I don't buy this for a second.
- Ware was let go because even Jerry knew his production was no where near his $16M cap hit. And even if it was, it would have taken a maze of contract restructurings to even take that cap hit. There was no real choice but to let Ware go if he wouldn't take a pay cut. It was not a hard decision at all given our cap reality.
- Hatcher made it clear even before the season started he was heading off to the highest bidder. Again given our cap space, it was not a hard decision to let a guy who had one outstanding season in his career (cooincedently his contract year). I would be far more interested to see what would have happened in the Hatcher situation if this year we had been comfortably under the cap.

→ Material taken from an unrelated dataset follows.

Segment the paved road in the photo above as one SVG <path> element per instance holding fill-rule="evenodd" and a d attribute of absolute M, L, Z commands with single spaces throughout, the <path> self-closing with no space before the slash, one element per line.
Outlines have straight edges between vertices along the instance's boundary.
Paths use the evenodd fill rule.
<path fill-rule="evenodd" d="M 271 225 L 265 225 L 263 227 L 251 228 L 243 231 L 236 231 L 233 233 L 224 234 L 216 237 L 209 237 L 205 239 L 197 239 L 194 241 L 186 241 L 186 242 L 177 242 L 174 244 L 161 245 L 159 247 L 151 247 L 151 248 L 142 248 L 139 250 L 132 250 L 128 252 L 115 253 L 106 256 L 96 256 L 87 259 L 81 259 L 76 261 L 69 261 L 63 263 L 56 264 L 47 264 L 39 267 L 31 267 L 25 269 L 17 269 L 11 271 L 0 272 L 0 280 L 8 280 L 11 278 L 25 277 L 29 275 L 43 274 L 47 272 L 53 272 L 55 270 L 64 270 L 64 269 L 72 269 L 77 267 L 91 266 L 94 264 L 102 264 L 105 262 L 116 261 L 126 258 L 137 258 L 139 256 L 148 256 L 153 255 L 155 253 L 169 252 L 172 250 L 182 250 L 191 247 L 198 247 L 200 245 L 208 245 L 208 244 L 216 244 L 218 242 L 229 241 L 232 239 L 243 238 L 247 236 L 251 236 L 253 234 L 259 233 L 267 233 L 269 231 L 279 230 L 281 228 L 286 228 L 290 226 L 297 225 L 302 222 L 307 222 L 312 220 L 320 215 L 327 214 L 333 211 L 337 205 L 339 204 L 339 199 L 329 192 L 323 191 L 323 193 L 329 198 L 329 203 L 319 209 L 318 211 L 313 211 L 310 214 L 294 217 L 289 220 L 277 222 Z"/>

- We draft Zach Martin. All of a sudden there are dozens of posts - "Jerry's changed! He's learned! We're saved, hooray!" Then what does Jerry with the very two next picks?
He overpays to trade up for a guy he just has to have, and then deliberately and admittedly drafts a backup. Those are the two signature moves of the GM Jerry Jones era.
- As for Manziel, there was never any way that was going to happen. No one seems to understand how heavily Jerry has invested in, and bet on, Tony Romo. Huge amounts of cap space are dedicated to him no matter what in the coming years. He's not ever going to get paid $20M to hold a clipboard, no matter what. And even Jerry is not dumb enough to create a huge QB controversy by drafting an insanely high profile QB who has zero shot of seeing the field for years unless Romo gets hurt. I rip on Jerry as much as anyone, but I certainly give him enough credit, whether he has "changed" or otherwise, to see how absolutely nuts drafting Manziel would have been after backing up the truck for Romo.
- BTW, we currently have more OCs and DCs then we have competent DLinemen. Seems like the usual management circus to me.